Studio album by 3
- Released: October 26, 2004 November 1, 2005 (re-release)
- Recorded: The Center of Mindbody, Woodstock, NY
- Genre: Progressive rock; progressive metal; alternative rock;
- Length: 46:56 57:31 (re-release)
- Label: Planet Noise Metal Blade (re-release)
- Producer: Thomas Hart Benton

3 chronology
| Summercamp Nightmare (2003) | Wake Pig (2004) | These Iron Bones (2007) |

Metal Blade cover

= Wake Pig =

Wake Pig is 3's third studio album. It was released on October 26, 2004, by Planet Noise Records. It was re-released on November 1, 2005, by Metal Blade Records. The album contains tracks that were previously featured on the band's 2003 album, Summercamp Nightmare.

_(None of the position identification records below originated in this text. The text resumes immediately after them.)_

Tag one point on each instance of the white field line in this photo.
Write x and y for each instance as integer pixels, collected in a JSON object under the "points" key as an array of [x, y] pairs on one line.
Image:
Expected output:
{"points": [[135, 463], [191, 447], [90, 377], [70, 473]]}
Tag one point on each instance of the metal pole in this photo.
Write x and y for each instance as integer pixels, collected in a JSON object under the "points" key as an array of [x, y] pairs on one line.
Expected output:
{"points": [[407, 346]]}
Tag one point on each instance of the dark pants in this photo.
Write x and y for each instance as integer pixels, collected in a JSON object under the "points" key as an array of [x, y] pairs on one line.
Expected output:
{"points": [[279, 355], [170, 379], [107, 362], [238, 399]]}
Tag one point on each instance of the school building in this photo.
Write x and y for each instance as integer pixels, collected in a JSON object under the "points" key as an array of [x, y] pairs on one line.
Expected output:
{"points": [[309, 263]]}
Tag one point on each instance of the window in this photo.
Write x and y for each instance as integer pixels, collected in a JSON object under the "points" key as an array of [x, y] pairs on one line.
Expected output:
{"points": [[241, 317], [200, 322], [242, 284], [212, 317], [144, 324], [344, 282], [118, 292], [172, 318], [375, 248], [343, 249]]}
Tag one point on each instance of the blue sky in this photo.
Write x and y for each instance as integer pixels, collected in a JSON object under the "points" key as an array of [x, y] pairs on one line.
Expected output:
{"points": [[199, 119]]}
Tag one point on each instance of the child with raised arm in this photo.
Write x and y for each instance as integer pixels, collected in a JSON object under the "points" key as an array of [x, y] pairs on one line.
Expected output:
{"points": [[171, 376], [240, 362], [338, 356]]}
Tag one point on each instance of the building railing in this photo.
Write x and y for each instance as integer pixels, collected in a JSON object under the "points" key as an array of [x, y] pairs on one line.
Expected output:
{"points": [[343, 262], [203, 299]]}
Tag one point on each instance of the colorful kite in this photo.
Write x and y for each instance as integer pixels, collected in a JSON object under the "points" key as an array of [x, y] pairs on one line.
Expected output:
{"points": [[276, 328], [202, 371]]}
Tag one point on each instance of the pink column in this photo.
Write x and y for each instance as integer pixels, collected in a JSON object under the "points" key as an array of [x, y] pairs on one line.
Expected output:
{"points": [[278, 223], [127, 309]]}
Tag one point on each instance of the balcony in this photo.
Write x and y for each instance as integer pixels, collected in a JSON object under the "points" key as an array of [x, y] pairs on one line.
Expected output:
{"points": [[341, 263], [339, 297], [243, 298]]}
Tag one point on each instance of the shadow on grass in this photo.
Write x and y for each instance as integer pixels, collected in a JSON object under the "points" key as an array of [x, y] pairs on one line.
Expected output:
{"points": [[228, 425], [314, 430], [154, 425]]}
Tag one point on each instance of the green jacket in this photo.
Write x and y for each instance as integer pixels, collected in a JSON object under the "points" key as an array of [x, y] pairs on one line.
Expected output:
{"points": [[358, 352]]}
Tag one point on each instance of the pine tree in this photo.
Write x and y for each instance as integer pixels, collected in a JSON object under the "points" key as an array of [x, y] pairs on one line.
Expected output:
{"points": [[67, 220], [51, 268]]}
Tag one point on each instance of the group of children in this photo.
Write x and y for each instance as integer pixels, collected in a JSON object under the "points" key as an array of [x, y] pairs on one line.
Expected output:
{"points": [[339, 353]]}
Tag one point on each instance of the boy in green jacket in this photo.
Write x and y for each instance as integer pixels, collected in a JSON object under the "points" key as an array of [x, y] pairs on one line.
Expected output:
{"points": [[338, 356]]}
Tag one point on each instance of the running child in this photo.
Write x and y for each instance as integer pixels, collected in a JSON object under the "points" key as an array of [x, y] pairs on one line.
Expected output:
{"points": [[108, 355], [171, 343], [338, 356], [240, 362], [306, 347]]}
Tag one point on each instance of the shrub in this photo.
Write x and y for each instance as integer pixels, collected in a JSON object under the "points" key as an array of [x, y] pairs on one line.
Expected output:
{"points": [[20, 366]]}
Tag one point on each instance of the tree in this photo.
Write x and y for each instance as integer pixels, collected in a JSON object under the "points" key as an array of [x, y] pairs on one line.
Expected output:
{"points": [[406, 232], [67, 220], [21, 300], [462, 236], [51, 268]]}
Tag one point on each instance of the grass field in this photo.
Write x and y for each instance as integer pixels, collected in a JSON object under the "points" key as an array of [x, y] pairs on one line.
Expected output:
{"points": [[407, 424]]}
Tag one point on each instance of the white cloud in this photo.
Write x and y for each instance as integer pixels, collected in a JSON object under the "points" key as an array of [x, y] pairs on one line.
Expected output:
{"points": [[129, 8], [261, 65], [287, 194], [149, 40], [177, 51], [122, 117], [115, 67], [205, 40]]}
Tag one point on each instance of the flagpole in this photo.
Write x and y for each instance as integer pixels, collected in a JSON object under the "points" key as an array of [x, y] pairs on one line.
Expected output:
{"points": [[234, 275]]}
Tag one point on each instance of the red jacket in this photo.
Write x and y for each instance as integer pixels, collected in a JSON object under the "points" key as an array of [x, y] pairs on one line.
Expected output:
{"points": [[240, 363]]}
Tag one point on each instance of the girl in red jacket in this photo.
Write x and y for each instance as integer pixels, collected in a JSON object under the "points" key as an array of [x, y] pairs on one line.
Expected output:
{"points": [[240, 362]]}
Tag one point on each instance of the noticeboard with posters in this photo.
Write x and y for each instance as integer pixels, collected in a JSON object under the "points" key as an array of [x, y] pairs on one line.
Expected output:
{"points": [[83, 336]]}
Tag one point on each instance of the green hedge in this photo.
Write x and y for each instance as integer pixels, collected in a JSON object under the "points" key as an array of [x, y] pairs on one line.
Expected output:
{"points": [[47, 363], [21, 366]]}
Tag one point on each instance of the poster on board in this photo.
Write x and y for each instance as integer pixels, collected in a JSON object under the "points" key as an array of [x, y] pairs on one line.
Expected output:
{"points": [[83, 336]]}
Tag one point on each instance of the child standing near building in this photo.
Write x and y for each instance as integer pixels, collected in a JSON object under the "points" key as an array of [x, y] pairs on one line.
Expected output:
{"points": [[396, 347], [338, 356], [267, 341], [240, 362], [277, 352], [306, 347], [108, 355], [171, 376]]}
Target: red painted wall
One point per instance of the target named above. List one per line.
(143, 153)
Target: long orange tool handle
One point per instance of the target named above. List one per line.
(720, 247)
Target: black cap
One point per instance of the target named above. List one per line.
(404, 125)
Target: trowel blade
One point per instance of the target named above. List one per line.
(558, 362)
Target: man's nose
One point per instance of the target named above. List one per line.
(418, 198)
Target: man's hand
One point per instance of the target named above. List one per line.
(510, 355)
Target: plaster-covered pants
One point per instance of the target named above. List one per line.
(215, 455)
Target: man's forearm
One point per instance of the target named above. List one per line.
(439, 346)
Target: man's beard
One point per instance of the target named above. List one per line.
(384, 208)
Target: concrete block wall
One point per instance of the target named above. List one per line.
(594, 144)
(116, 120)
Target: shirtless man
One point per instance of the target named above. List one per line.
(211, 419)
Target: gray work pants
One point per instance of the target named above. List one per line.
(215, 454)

A music video was released for "Alien Angel" on August 10, 2006.

Professional ratings
Review scores
| Source | Rating |
| AbsolutePunk | 8.5/10 |
| AllMusic | Star |
| Chronicles of Chaos | (7.5/10) |
| Metal Temple | Star |
| Plattentests.de [de] | 7/10 |
| Rock Something | Star |

==Track listing==

Original release
| No. | Title | Length |
|---|---|---|
| 1. | "Alien Angel" | 3:46 |
| 2. | "Where's Max" | 2:15 |
| 3. | "Dregs" | 3:26 |
| 4. | "Wake Pig" | 3:14 |
| 5. | "Bramfatura" | 1:40 |
| 6. | "Trust" | 4:08 |
| 7. | "Dogs of War" | 4:20 |
| 8. | "Soul to Sell" | 2:36 |
| 9. | "Queen" | 3:32 |
| 10. | "Monster" | 2:43 |
| 11. | "Amazedisgrace" (contains an alternate version of "Trust" as a hidden track) | 15:16 |
| Total length: |  | 46:56 |

2005 release
| No. | Title | Length |
|---|---|---|
| 1. | "Alien Angel" | 3:45 |
| 2. | "Monster" | 2:37 |
| 3. | "Dregs" | 3:23 |
| 4. | "Wake Pig" | 3:14 |
| 5. | "Bramfatura" | 1:40 |
| 6. | "Trust" | 4:09 |
| 7. | "Dogs of War" | 4:17 |
| 8. | "Soul to Sell" | 2:34 |
| 9. | "One Way Town" | 5:13 |
| 10. | "Queen" | 3:32 |
| 11. | "Circus Without Clowns" | 4:18 |
| 12. | "Where's Max" | 2:17 |
| 13. | "Amaze Disgrace" (contains an alternate version of "Trust" as a hidden track) | 16:24 |
| Total length: |  | 57:31 |

==Personnel==
3
- Joey Eppard – lead vocals, guitar, mixing, producer, cover sculpture
- Billy Riker – guitar
- Joe Cuchelo – bass guitar
- Joe Stote – percussion, keyboards
- Chris Gartmann – drums
- Daniel Grimsland – bass guitar (tracks 9 and 11 on re-release)

Additional
- Tom Benton – executive producer
- Alison Braun – insert photography
- Brian Ames – insert design
- Robert Frazza – mixing ("Soul to Sell" and "Dregs")
- Ron Fierstein – management
- Brad Vance – mastering

==Release details==
- 2004, USA, Planet Noise Records 690193001320, Release Date 26 October 2004, CD
- 2005, USA, Metal Blade Records 11123347, Release Date 1 November 2005, CD

==Additional information==
- The titular song from the album is played in the 2007 horror movie Wrong Turn 2: Dead End, in a scene featuring actors Erica Leerhsen and Texas Battle.